I want to implement multi factor authentication in my application. I send an enrollment email to the user, and when they click on the enrollment link in the email, they are taken to an Auth0 universal login-esque page to enroll their phone number. However, as part of the SLAs with our company clients, all of their user’s email and phone numbers provided to us are assumed to be verified. Thus, we do not want the users to enter their own phone numbers when enrolling for multi factor authentication because of the possibility that they might enter a number different from the one given to us by our clients (i.e. the user’s employers).

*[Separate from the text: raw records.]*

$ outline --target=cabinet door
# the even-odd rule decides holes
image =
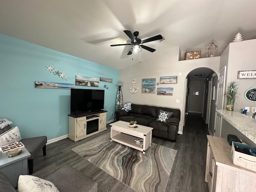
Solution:
[[[209,148],[210,149],[210,148]],[[207,174],[207,181],[208,182],[208,187],[209,191],[212,191],[211,190],[212,186],[212,164],[213,163],[213,155],[210,149],[209,153],[209,158],[208,159],[208,173]]]
[[[86,134],[86,118],[85,117],[76,119],[76,138],[84,136]]]
[[[107,113],[100,114],[100,129],[106,128],[106,126]]]

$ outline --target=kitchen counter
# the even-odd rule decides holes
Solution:
[[[256,119],[234,111],[216,110],[231,125],[256,144]]]

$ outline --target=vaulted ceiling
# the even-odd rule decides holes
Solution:
[[[256,38],[255,10],[255,0],[0,0],[0,33],[120,70],[138,62],[130,46],[110,46],[130,43],[124,30],[164,37],[141,61],[178,46],[205,57],[212,40],[219,56],[238,32]]]

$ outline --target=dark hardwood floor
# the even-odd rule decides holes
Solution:
[[[71,150],[109,131],[109,126],[107,130],[80,141],[74,142],[67,138],[47,145],[46,156],[43,156],[42,151],[34,158],[33,175],[43,178],[60,167],[68,164],[97,181],[99,192],[134,191]],[[178,136],[175,143],[155,137],[152,139],[153,142],[178,150],[165,191],[208,192],[207,183],[204,182],[204,173],[207,144],[206,135],[208,132],[202,115],[189,114],[183,132],[183,135]]]

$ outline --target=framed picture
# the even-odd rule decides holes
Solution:
[[[100,77],[100,81],[104,81],[105,82],[108,82],[110,83],[113,82],[113,79],[110,79],[109,78],[106,78],[105,77]]]
[[[40,81],[35,82],[35,87],[36,88],[69,89],[74,88],[74,84],[70,83],[55,83]]]
[[[142,93],[156,93],[156,78],[142,79]]]
[[[158,95],[172,96],[173,87],[158,87],[156,88],[156,94]]]
[[[84,77],[77,75],[76,76],[76,85],[98,87],[99,81],[98,78]]]
[[[177,76],[160,77],[160,83],[177,83]]]

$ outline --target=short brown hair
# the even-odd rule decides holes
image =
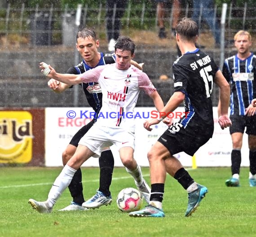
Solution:
[[[83,28],[80,30],[76,35],[76,42],[79,38],[85,39],[86,37],[91,36],[94,41],[96,41],[96,34],[93,30],[90,28]]]
[[[175,27],[176,33],[188,40],[191,40],[198,35],[198,26],[190,18],[184,18]]]
[[[237,39],[237,37],[240,35],[247,35],[249,41],[252,41],[252,35],[251,34],[246,31],[238,31],[234,36],[234,40],[235,41]]]

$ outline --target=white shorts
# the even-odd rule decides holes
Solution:
[[[81,139],[78,143],[86,146],[95,154],[93,157],[101,156],[106,147],[115,145],[118,151],[122,147],[129,146],[134,150],[135,135],[133,129],[127,130],[122,128],[109,127],[97,126],[96,123]]]

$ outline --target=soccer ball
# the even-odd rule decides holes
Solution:
[[[142,205],[143,198],[139,191],[133,188],[121,190],[116,198],[116,204],[124,212],[138,211]]]

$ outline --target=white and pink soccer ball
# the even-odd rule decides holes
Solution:
[[[126,188],[121,190],[116,198],[116,204],[124,212],[139,210],[141,207],[143,198],[139,191],[133,188]]]

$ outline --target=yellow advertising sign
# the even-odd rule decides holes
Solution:
[[[0,111],[0,163],[27,163],[32,159],[32,115]]]

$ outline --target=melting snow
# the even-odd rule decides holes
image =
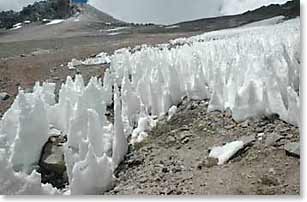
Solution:
[[[60,24],[64,22],[63,19],[56,19],[56,20],[51,20],[50,22],[48,22],[46,25],[56,25],[56,24]]]
[[[57,193],[35,172],[50,125],[68,137],[64,154],[70,190],[65,194],[108,189],[127,152],[127,137],[141,141],[157,118],[173,114],[172,106],[185,96],[209,98],[210,110],[230,108],[237,121],[276,113],[300,125],[299,19],[178,40],[183,45],[170,50],[144,45],[134,53],[116,51],[103,85],[95,77],[86,86],[82,76],[68,77],[58,103],[52,83],[37,83],[33,93],[19,90],[0,121],[0,181],[5,182],[0,193]],[[113,89],[114,124],[105,116]],[[211,156],[223,163],[242,144],[227,144]]]

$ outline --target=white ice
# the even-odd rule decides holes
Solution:
[[[236,121],[276,113],[300,125],[299,18],[171,41],[177,42],[180,46],[170,50],[161,44],[115,51],[103,82],[93,77],[85,85],[81,75],[68,77],[58,103],[54,84],[37,83],[33,93],[20,90],[0,120],[0,181],[14,185],[17,180],[22,187],[0,185],[0,193],[55,193],[46,192],[35,173],[50,126],[68,137],[65,193],[99,194],[113,183],[127,137],[142,141],[159,118],[175,113],[172,106],[183,97],[210,99],[209,111],[229,108]],[[111,123],[105,114],[113,100]],[[217,150],[220,162],[241,146],[235,142]]]

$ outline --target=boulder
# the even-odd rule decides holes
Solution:
[[[300,144],[298,142],[289,142],[284,147],[289,156],[300,157]]]

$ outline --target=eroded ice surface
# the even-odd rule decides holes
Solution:
[[[37,83],[33,93],[20,90],[0,120],[0,193],[58,193],[35,172],[50,126],[68,136],[65,193],[99,194],[112,185],[127,137],[141,141],[185,96],[210,99],[209,111],[229,108],[237,121],[276,113],[300,125],[299,19],[170,43],[175,47],[116,51],[103,83],[92,78],[85,86],[82,76],[68,77],[58,103],[54,84]],[[113,100],[111,123],[105,113]]]

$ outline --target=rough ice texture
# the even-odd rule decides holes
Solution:
[[[5,182],[0,193],[57,193],[42,185],[35,172],[50,127],[68,136],[64,156],[70,189],[65,194],[100,194],[112,185],[127,137],[131,134],[132,143],[142,141],[161,116],[175,113],[172,106],[185,96],[210,99],[209,111],[229,108],[237,121],[275,113],[300,124],[299,19],[171,44],[175,48],[170,50],[162,44],[143,45],[134,53],[116,51],[103,83],[92,78],[85,86],[82,76],[68,77],[58,103],[54,84],[37,83],[33,93],[20,90],[0,120],[0,181]],[[105,113],[113,100],[115,121],[110,123]],[[232,146],[223,148],[227,158],[241,143]]]
[[[276,113],[298,125],[299,30],[294,19],[181,38],[171,41],[181,44],[171,50],[163,45],[135,53],[122,49],[112,57],[111,71],[118,85],[129,77],[122,92],[139,99],[125,107],[141,103],[151,116],[165,114],[187,95],[209,98],[209,111],[230,108],[236,121]]]

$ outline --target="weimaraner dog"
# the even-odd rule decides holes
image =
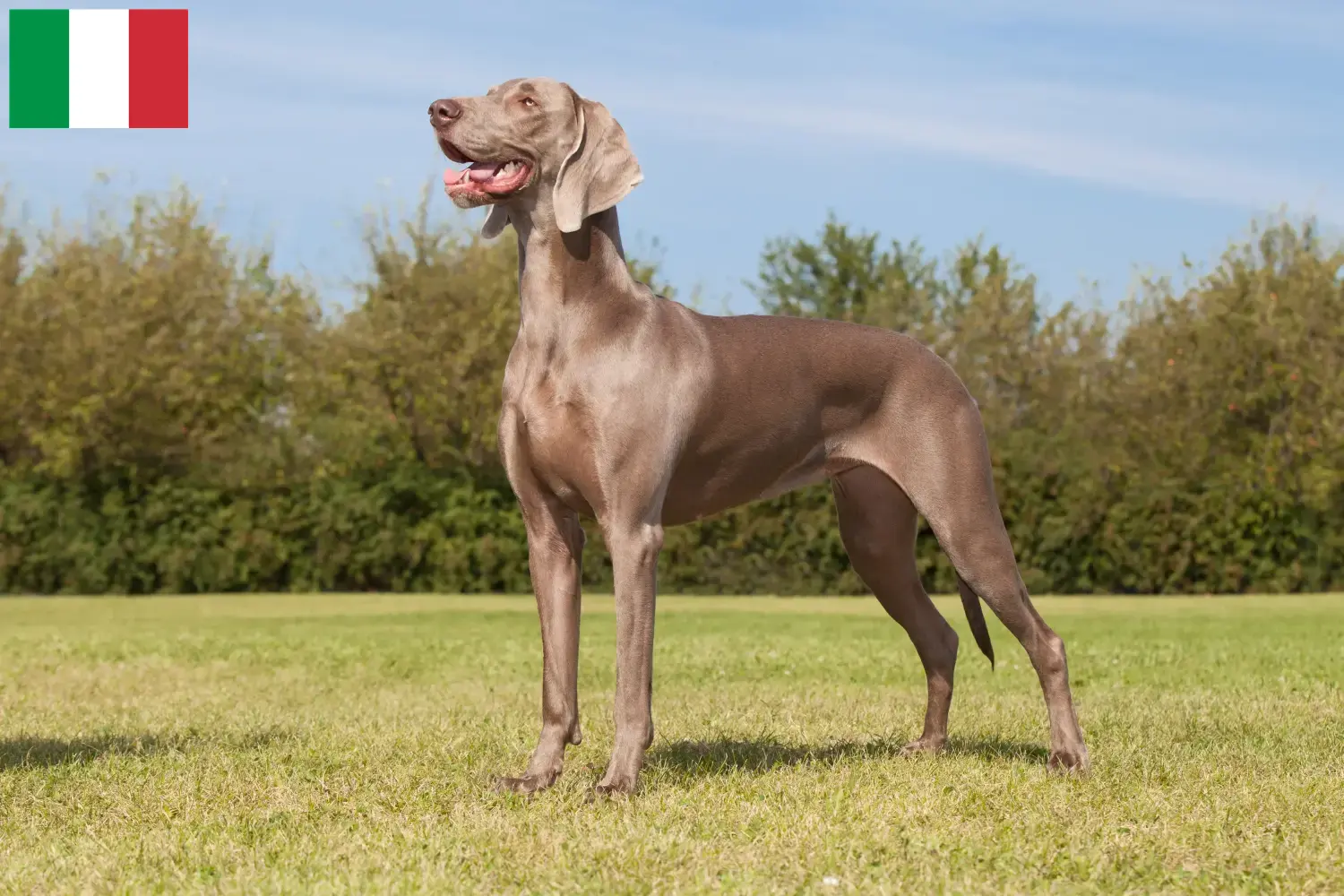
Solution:
[[[616,204],[644,176],[598,102],[544,78],[438,99],[430,124],[460,208],[517,235],[521,324],[504,369],[500,454],[527,527],[542,623],[542,735],[521,778],[555,782],[579,743],[579,517],[616,580],[616,743],[594,794],[632,793],[653,742],[655,572],[664,527],[829,480],[855,571],[909,633],[929,684],[923,735],[948,739],[957,634],[915,570],[923,514],[993,662],[982,598],[1021,642],[1050,712],[1050,767],[1085,770],[1064,643],[1040,618],[999,513],[976,402],[929,348],[856,324],[711,317],[626,267]]]

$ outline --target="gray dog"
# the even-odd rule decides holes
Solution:
[[[597,794],[634,790],[653,742],[655,571],[663,528],[829,480],[855,571],[909,633],[929,680],[923,735],[939,751],[957,634],[925,594],[922,513],[957,570],[993,662],[977,595],[1021,642],[1050,711],[1050,767],[1085,770],[1064,643],[1023,586],[999,513],[974,400],[900,333],[837,321],[708,317],[626,269],[616,204],[642,180],[601,103],[544,78],[438,99],[430,122],[465,169],[461,208],[482,235],[517,234],[521,324],[504,371],[500,454],[527,525],[542,622],[542,735],[521,778],[555,782],[579,743],[579,517],[595,519],[616,576],[616,744]]]

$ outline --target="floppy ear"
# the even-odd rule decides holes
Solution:
[[[481,224],[481,236],[485,239],[495,239],[504,228],[508,226],[508,208],[500,204],[491,206],[491,212],[485,216],[485,223]]]
[[[578,94],[574,99],[578,140],[560,163],[551,192],[555,223],[564,234],[577,231],[589,215],[625,199],[644,180],[625,130],[606,106]]]

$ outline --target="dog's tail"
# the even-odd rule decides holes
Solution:
[[[980,653],[989,657],[989,668],[995,668],[995,645],[989,641],[989,629],[985,626],[985,611],[980,606],[980,595],[970,590],[966,580],[957,576],[957,591],[961,592],[961,607],[966,611],[966,622],[970,623],[970,634],[976,635],[976,646]]]

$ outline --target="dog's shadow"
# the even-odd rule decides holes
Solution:
[[[203,744],[228,750],[259,750],[285,736],[280,731],[258,731],[211,736],[206,732],[103,733],[81,737],[20,736],[0,740],[0,771],[9,768],[55,768],[79,766],[110,756],[156,756],[188,752]]]
[[[905,747],[903,740],[886,737],[837,740],[818,746],[786,744],[775,737],[673,740],[653,747],[648,763],[685,775],[708,776],[742,771],[765,772],[802,764],[836,764],[848,759],[906,759],[902,747]],[[1050,751],[1039,744],[1001,737],[949,737],[943,755],[976,756],[992,763],[1044,766]]]

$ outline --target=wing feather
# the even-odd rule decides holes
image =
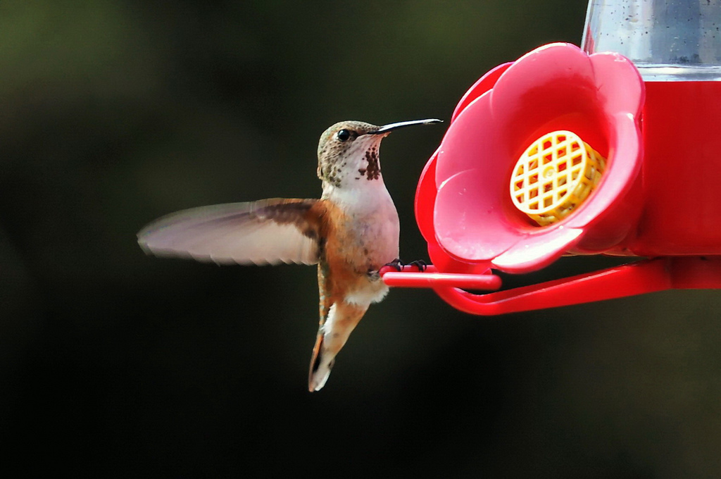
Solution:
[[[218,264],[318,262],[318,200],[273,198],[184,210],[138,233],[146,252]]]

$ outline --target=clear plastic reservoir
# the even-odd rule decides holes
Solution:
[[[721,81],[721,1],[591,0],[583,43],[629,58],[647,82]]]

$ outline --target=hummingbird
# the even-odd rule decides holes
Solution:
[[[138,242],[148,253],[218,264],[317,264],[320,320],[308,388],[318,391],[368,307],[388,293],[379,270],[402,264],[398,213],[381,173],[381,141],[400,128],[441,122],[335,123],[318,144],[320,198],[184,210],[146,226]]]

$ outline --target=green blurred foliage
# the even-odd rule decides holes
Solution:
[[[714,291],[477,318],[394,291],[310,395],[312,268],[218,268],[136,244],[174,210],[317,196],[327,126],[447,120],[491,68],[579,43],[585,12],[571,0],[0,2],[6,470],[717,477]],[[443,131],[384,142],[407,260],[426,257],[413,196]],[[606,264],[564,258],[525,281]]]

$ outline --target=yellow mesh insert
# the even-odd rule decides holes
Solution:
[[[510,196],[539,225],[551,224],[588,198],[605,167],[606,159],[578,135],[553,131],[521,155],[510,177]]]

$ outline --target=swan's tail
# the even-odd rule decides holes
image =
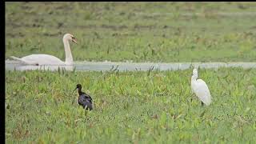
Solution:
[[[21,58],[17,58],[17,57],[14,57],[14,56],[10,56],[10,58],[13,58],[13,59],[18,60],[18,61],[22,61],[22,62],[23,62]]]
[[[17,61],[19,61],[24,64],[30,64],[30,62],[27,62],[26,61],[22,59],[22,58],[17,58],[17,57],[14,57],[14,56],[10,56],[11,58],[14,59],[14,60],[17,60]]]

So, I have two questions in this regard:
-
Can we enroll users directly using the management API without any interaction from the users themselves? I have tried setting a user’s phone number using the management API but it says that only users with SMS connections (i.e. passwordless login users) can be assigned phone numbers using the management API. Our connection type is database.
-
Is there any way to disable the option for the user to enter any phone number when enrolling for multi factor authentication, thus allowing us to enter the phone number of the user that was given to us by the user’s employers, in the Auth0 enrollment web page after the user clicks on the enrollment link it the email.
I have looked up the auth0-guardian JS library as well to implement this functionality manually in my front end application, but I am unable to user that library because I am unable to initialize it without a request token or ticket. The documentation is not clear on how to get either of these.